A court in Iraq has sentenced five Iraqi nationals to death by hanging over their membership in the Daesh Takfiri terrorist group and involvement in criminal acts in the war-ravaged Arab country.

Abdul Sattar al-Biraqdar, spokesman for Iraq's Supreme Judicial Council, said in a statement that the country’s Central Criminal Court issued the verdicts against the convicts after they confessed to having fought against security and military forces in Nineveh and Anbar provinces and carrying out terrorist attacks, Arabic-language al-Forat television network reported.

The development came only a day after the same Iraqi court sentenced 55-year-old French citizen Lahcen Ammar Gueboudj and German national Nadia Rainer Hermann, 22, to life imprisonment on charges of affiliation to Daesh terror group.

The Criminal Court of Nineveh sentenced an unnamed Daesh militant to death on July 8 after he was convicted of killing 16 people at Mosul General Hospital, and planting hundreds of bombs east of the provincial capital city of Mosul, located some 400 kilometers (250 miles) north of Baghdad.
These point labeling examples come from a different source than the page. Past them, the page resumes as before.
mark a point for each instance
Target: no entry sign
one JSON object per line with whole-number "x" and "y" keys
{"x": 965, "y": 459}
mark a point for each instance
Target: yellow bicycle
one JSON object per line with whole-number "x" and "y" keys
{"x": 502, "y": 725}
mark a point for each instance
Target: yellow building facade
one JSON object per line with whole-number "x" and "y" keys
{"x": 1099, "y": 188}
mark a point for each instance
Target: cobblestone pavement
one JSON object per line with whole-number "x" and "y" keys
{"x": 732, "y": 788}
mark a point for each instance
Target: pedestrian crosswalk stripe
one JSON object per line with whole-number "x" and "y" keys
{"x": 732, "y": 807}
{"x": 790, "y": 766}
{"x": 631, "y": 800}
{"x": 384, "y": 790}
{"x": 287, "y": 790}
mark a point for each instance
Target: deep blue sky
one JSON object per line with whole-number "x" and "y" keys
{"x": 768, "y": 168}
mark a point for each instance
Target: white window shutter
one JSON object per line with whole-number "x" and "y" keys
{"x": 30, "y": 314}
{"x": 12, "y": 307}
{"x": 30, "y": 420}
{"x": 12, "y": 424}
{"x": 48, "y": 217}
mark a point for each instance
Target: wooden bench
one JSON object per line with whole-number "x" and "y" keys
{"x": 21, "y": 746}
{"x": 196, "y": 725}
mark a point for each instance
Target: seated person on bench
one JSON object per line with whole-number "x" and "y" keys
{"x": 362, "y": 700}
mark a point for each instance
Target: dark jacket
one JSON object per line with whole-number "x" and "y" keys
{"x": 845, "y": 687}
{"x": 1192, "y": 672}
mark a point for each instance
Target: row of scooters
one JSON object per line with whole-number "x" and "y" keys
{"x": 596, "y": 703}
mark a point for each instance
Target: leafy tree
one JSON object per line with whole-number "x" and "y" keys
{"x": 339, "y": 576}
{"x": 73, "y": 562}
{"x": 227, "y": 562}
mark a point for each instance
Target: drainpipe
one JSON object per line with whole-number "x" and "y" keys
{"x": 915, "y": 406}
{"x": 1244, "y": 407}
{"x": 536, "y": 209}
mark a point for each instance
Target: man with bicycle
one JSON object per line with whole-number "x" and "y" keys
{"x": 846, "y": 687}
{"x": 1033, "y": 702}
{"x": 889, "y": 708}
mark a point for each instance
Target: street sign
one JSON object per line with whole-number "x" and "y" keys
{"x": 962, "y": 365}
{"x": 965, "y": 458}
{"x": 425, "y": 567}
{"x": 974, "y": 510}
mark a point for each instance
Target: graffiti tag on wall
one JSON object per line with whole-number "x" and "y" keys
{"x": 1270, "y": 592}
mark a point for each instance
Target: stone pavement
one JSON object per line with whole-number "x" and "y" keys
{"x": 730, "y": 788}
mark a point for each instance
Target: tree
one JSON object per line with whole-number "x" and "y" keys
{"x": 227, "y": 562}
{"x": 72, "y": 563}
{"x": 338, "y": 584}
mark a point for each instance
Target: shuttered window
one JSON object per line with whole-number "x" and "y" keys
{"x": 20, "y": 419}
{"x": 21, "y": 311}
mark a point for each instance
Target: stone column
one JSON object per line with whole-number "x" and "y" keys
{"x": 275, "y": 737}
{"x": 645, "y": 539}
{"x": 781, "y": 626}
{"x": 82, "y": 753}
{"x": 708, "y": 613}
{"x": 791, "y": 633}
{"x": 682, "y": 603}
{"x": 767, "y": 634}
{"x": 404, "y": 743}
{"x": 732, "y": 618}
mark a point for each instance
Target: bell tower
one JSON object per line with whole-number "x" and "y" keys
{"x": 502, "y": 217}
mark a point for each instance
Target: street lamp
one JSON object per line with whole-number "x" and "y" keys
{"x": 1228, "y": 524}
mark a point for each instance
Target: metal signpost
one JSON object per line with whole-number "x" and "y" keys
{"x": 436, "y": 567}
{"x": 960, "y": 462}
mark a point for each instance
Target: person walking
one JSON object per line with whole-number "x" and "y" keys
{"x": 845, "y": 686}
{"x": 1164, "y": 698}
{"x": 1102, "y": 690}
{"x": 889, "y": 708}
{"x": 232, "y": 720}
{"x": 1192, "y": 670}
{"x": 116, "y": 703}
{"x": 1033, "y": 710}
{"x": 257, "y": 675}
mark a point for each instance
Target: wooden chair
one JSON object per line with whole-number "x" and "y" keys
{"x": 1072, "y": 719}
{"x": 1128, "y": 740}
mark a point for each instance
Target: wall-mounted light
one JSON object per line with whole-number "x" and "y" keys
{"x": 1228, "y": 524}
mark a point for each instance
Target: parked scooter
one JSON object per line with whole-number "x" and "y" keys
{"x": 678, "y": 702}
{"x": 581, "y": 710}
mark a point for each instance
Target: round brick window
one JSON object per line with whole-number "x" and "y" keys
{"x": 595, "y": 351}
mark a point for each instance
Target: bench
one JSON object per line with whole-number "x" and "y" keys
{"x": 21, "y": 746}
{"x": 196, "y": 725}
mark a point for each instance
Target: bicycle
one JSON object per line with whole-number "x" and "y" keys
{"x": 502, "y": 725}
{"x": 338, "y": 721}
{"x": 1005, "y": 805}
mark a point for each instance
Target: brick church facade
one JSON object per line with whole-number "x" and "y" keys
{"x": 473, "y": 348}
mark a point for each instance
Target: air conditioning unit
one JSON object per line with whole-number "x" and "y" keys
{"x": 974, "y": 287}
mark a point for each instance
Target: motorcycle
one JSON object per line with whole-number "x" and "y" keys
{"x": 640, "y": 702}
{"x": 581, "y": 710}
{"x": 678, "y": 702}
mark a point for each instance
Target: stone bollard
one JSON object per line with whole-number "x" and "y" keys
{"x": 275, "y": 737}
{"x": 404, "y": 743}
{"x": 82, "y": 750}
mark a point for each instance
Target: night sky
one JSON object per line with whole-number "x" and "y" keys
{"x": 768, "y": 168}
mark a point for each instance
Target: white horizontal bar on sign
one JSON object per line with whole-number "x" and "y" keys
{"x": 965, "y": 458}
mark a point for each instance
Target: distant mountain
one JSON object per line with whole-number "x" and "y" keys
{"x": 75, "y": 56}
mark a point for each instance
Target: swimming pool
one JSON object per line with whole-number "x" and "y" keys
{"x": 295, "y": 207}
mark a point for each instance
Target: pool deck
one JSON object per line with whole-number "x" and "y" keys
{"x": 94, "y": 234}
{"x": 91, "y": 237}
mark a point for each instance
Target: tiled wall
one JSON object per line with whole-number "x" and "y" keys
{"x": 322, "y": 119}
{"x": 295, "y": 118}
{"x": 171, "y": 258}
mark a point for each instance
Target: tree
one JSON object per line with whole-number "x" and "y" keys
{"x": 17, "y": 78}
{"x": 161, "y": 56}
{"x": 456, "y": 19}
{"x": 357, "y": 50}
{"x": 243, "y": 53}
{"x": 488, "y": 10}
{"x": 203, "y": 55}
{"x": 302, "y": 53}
Biraqdar said the convict has confessed to executing civilians, and planting 250 explosive devices across the town of Bartella.

On June 30, Iraqi Prime Minister Haider al-Abadi, who is also the commander-in-chief of Iraqi forces, pledged to hunt down Daesh militants across Iraq after recent attacks and abductions carried out by the terrorist group.

“We will chase the remaining cells of terrorism in their hideouts and we will kill them, we will chase them everywhere, in the mountains and the desert,” Abadi said.

Abadi declared the end of military operations against Daesh in the Arab country on December 9, 2017.

On July 10 that year, the Iraqi prime minister had formally declared victory over Daesh extremists in Mosul, which served as the terrorists’ main urban stronghold in the conflict-ridden Arab country.

In the run-up to Mosul's liberation, Iraqi army soldiers and volunteer Hashd al-Sha’abi fighters had made sweeping gains against Daesh.

The Iraqi forces took control of eastern Mosul in January 2017 after 100 days of fighting, and launched the battle in the west on February 19 last year.

Daesh began a terror campaign in Iraq in 2014, overrunning vast swathes in lightning attacks.